美しくておいしい、のりこぼし椿。二月堂修二会のこと~その4 [奈良のこと]
今日の奈良市餅飯殿周辺のお天気は曇り。しかも雪が降るかも、という耳を疑う予報です。
外は強い風が吹いていますが、さすがに雪は無いだろう・・・。なんて思っていたら。予報通り昼前からハラハラと降ってまいりました。修二会が終わるまであと少し。この冬最後の雪になるかもしれませんね。
さて、本日は久しぶりに修二会(お水取り)のお話です。
二月堂修二会の時期になると、椿の花を型どった可憐なお菓子が奈良のあちこちの和菓子屋さんで見られます。
商品名や形はさまざまですが、どれも紅い花びらに白色が交じった「のりこぼし」という椿をモチーフにしたもの。
造花の椿を作る時に糊をこぼしてしまったかのような斑点があるので「のりこぼし」と呼ばれるこの椿は奈良三銘椿の一つで、東大寺境内の開山堂(国宝)にあります。
開山堂は二月堂のすぐ下、四月堂の横です。お水取り準備の時期にはその前に軽トラが沢山停まっていて、ちょっと国宝には見えません。
修二会本行が始まる前の「別火」についてのブログの中で、「別火坊では11人の練行衆が椿の造花をつくる」と書きましたが、そこでつくられていたのがまさにこの「のりこぼし椿」を模したものなんです。
修二会の本行では二月堂で本尊・十一面観音が安置される須弥壇を飾るために使われ、華やかに飾ることで邪気を払う役目があるのだとか。
別火で作られた椿の造花は本物の椿の枝につけられるのですが、実はACARTが2月27日に別火坊を拝見したとき、ちょうど椿の枝が運び出されているところでした。

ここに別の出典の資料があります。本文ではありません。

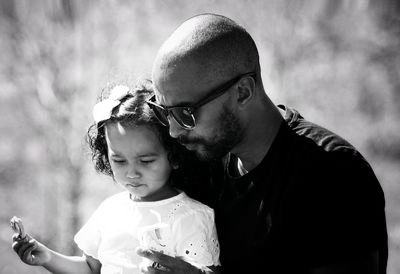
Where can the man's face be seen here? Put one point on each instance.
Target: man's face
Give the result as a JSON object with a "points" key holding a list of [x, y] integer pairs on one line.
{"points": [[217, 127]]}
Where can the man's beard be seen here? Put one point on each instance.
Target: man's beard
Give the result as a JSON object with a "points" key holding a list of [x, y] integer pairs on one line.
{"points": [[219, 145]]}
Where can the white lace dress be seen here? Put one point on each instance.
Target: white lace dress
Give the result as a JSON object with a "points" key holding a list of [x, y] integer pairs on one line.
{"points": [[178, 226]]}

おそらくこの椿の枝が別火坊でつくられた造花の椿を付けるためのものだと思われます。かなりの大きさで、「枝」というよりも「木」でしたが、椿の花は400個ほどつくられるそうですのでそれくらいの枝ぶりのものが何本も必要になるのでしょう。できあがったものを是非一度拝見したいものです。
ちなみにお水取りで使われるのが造花なのは、この時期まだ本物が咲いていないから。のりこぼし椿はお水取りが終わった3月末頃から咲くそうです。

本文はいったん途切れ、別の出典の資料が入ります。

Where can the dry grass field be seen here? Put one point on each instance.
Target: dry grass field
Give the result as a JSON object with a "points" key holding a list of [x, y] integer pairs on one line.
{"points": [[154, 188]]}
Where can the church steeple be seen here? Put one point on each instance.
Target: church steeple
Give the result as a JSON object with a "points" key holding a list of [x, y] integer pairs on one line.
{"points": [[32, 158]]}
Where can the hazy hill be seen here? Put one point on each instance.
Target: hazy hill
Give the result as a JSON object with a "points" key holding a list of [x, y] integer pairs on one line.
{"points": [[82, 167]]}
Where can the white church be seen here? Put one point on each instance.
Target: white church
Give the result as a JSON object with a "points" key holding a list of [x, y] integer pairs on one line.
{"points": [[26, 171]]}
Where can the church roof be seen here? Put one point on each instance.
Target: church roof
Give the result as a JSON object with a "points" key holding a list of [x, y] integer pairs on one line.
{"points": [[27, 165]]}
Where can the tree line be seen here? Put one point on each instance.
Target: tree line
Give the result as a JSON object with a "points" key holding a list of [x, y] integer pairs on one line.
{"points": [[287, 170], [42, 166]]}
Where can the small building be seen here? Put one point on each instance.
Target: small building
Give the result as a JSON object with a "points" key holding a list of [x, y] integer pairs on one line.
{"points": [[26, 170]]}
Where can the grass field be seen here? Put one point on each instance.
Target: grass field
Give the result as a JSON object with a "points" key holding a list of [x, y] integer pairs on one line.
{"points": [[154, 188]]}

1週間ほど前に開山堂へ行った時には蕾が少し膨らみはじめていましたので、もしかしたら早いものはもう咲いているかもしれませんね。
ちなみに一番最初の写真は四月堂の北側に置かれていたのりこぼしと思われる落ち椿です。
この時期、奈良でこの椿のお菓子をご覧になったら、私たちの代わりに罪を懺悔し万物の幸せを願う僧侶たちを少し思い出してみてください。ACARTもそんなことを考えつつ、ありがたくいただくことにします。

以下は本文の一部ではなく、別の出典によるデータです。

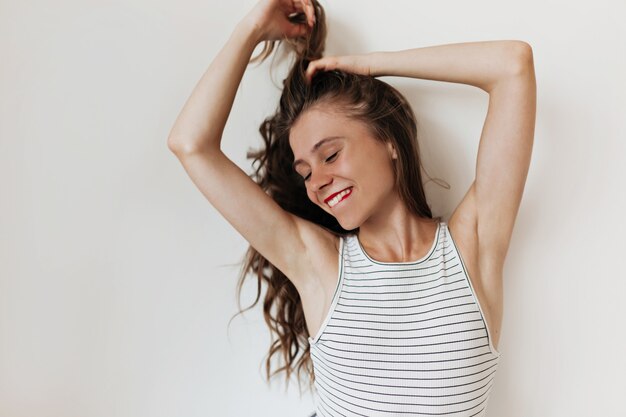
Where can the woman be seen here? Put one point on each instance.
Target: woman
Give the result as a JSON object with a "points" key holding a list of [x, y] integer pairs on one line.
{"points": [[396, 312]]}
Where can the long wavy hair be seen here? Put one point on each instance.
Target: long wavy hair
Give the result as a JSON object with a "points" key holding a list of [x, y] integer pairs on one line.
{"points": [[389, 118]]}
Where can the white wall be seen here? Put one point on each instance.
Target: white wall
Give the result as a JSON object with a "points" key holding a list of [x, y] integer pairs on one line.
{"points": [[117, 278]]}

224porcelain suiプレート ¥3,240(税込)
224porcelain sui煎茶(湯呑) ¥1,080(税込)
そして明日、3月11日の14時30分から、東大寺大仏殿では「東日本大震災物故者慰霊法要」を厳修し、亡くなられた方々の廻向と被災地の一日も早い復興を祈るそうです。大仏殿を訪れる予定のある方は近くで、そうでない方は遠くでも、ご一緒にお祈りいただければと思います。